Auteur

Karine Boivin Forcier

N.D.L.R. Le texte qui suit fait partie d’un dossier rédigé dans le cadre du cahier thématique dont le thème est : Le transport, un service vital publié dans notre édition du mois de septembre.

SAGUENAY – La pénurie de main-d’œuvre touche durement le secteur du transport par camion. Le manque de chauffeurs oblige les entreprises à revoir certaines de leurs opérations et à faire preuve de créativité dans la recherche de solutions.

Plusieurs d’entre elles ont bonifié leurs conditions d’emploi, misé sur le développement d’un sentiment d’appartenance ou implanté des mesures permettant d’alléger l’horaire des chauffeurs. Chez Transcol, par exemple, certains postes auparavant dédiés à une seule personne ont été divisés en deux afin de diminuer les heures pour les travailleurs. La PME a également créé sa propre école de formation.

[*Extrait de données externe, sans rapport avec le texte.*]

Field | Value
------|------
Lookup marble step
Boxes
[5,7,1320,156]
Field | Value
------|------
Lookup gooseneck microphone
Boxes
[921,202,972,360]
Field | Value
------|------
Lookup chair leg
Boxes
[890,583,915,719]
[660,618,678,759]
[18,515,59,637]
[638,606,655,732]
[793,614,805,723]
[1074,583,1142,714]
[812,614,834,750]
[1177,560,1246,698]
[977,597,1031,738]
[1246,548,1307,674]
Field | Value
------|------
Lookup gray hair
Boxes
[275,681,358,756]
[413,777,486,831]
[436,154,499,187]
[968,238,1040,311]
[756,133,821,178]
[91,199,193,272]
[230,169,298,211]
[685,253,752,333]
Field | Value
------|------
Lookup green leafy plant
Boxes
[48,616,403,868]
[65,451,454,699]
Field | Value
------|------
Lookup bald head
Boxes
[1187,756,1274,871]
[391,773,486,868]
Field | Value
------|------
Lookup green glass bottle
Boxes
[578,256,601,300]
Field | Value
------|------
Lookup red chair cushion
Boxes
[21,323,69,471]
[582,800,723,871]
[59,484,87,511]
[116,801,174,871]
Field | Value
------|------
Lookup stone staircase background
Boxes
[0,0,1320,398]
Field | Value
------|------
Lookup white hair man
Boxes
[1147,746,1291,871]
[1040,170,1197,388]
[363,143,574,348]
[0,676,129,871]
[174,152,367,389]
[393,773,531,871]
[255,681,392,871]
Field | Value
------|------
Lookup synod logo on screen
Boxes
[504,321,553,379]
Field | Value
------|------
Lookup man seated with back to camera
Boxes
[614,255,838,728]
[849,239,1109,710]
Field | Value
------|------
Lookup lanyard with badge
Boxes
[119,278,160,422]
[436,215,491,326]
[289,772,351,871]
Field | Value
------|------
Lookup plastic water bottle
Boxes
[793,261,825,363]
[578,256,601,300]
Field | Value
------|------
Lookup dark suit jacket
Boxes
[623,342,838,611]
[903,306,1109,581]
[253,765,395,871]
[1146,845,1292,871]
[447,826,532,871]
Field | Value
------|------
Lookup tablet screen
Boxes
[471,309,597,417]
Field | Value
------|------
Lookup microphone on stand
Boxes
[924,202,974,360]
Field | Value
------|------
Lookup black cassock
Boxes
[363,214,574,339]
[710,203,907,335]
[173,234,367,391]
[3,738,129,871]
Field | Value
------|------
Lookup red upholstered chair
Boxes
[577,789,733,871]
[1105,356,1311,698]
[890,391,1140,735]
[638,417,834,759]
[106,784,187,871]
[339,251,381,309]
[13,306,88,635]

Chez Déménagements Tremblay Express, le taux de roulement demeure assez faible, mais l’entreprise met tout de même beaucoup d’efforts pour conserver ses employés. « Ça nous amène à être très créatifs. Nous essayons de créer une vie d’entreprise pour nos employeurs, d’ajouter des activités. Nous sommes aussi en train d’aller chercher le Sceau Concilivi en matière de conciliation travail-famille. Très peu de compagnies de transport ont fait cette démarche », illustre Jessica Bergeron Ratté, CRHA et directrice des ressources humaines.

Oeuvrant dans le secteur alimentaire, la firme connaît souvent des périodes de pointe, notamment lors du ramassage des bleuets. « Les besoins de nos clients sont très ponctuels et nous n’avons évidemment pas de chauffeur qui attend chez lui qu’on ait des besoins pour l’appeler. Nos répartiteurs sont vraiment créatifs. Ils vont parfois même recruter leurs connaissances qui travaillent ailleurs et sont en vacances pour venir donner un coup de main. On s’organise aussi beaucoup à l’interne », mentionne Mme Bergeron Ratté.

Délestage

Au-delà des mesures pour faciliter le recrutement et la rétention, de nombreuses entreprises ont pris la décision de réduire leur liste de clients. « L’an passé, nous avons fait un ménage. Nous nous sommes délestés de plusieurs clients, principalement ceux que nous servions à la boîte ou avec très peu de quantité. Des transports à la pièce, plus compliqués ou pour lesquels nous devions régulièrement attendre longtemps ont été éliminés. Cela a permis d’améliorer les conditions pour nos employés », indique Mme Bergeron Ratté.

Même son de cloche chez Transcol, qui a également revu sa liste de clients. « C’est la première chose qu’on a faite. Avec la pénurie de main-d’œuvre, on ne cherche pas forcément à devenir plus gros. Nous voulons garder ce que nous avons et bien le faire », précise Caroline Girard, directrice générale de Transcol.

Élargir les horizons

Les entreprises élargissent également leurs horizons en termes de recrutement. « Au Lac-Saint-Jean, on voit qu’il y a beaucoup de femmes chauffeuses qui sont sorties des formations. Je pense que ça va aller vers ça, surtout dans notre domaine qui est le transport vraiment alimentaire. Il y a aussi des retraités ou des gens en fin de carrière qui veulent changer de métier », affirme Jessica Bergeron Ratté.

L’immigration peut également être une option, mais n’est pas possible dans toutes les situations. « Nos chauffeurs doivent connaître leur géographie et ils doivent parler français. Ça complexifie un peu le dossier du recrutement étranger. Et moi, quand j’ai besoin de quelqu’un pour livrer ou que j’ai un camion de disponible, c’est maintenant. Je ne peux pas attendre huit ou dix mois pour avoir quelqu’un », fait valoir Mme Girard.

Celle-ci considère qu’il faut également miser sur la formation et mieux préparer les étudiants aux réalités du marché du travail. « Au-delà de la conduite de véhicules lourds, c’est important de leur expliquer les contraintes et la complexité du domaine. Il faut que les futurs chauffeurs soient conscients de ce que ça implique », estime-t-elle.

Mme Bergeron Ratté croit pour sa part que les entreprises vont devoir continuer d’innover pour intéresser les jeunes au domaine et les retenir dans leur équipe. « Nous devons trouver des façons d’attirer les jeunes et de les garder chez soi. À date, je constate qu’ils veulent beaucoup aller à l’extérieur : l’Ontario, les États-Unis, etc. C’est important de leur donner assez de défis et de créer des manières de les conserver dans du transport qui est local ou régional », conclut-elle.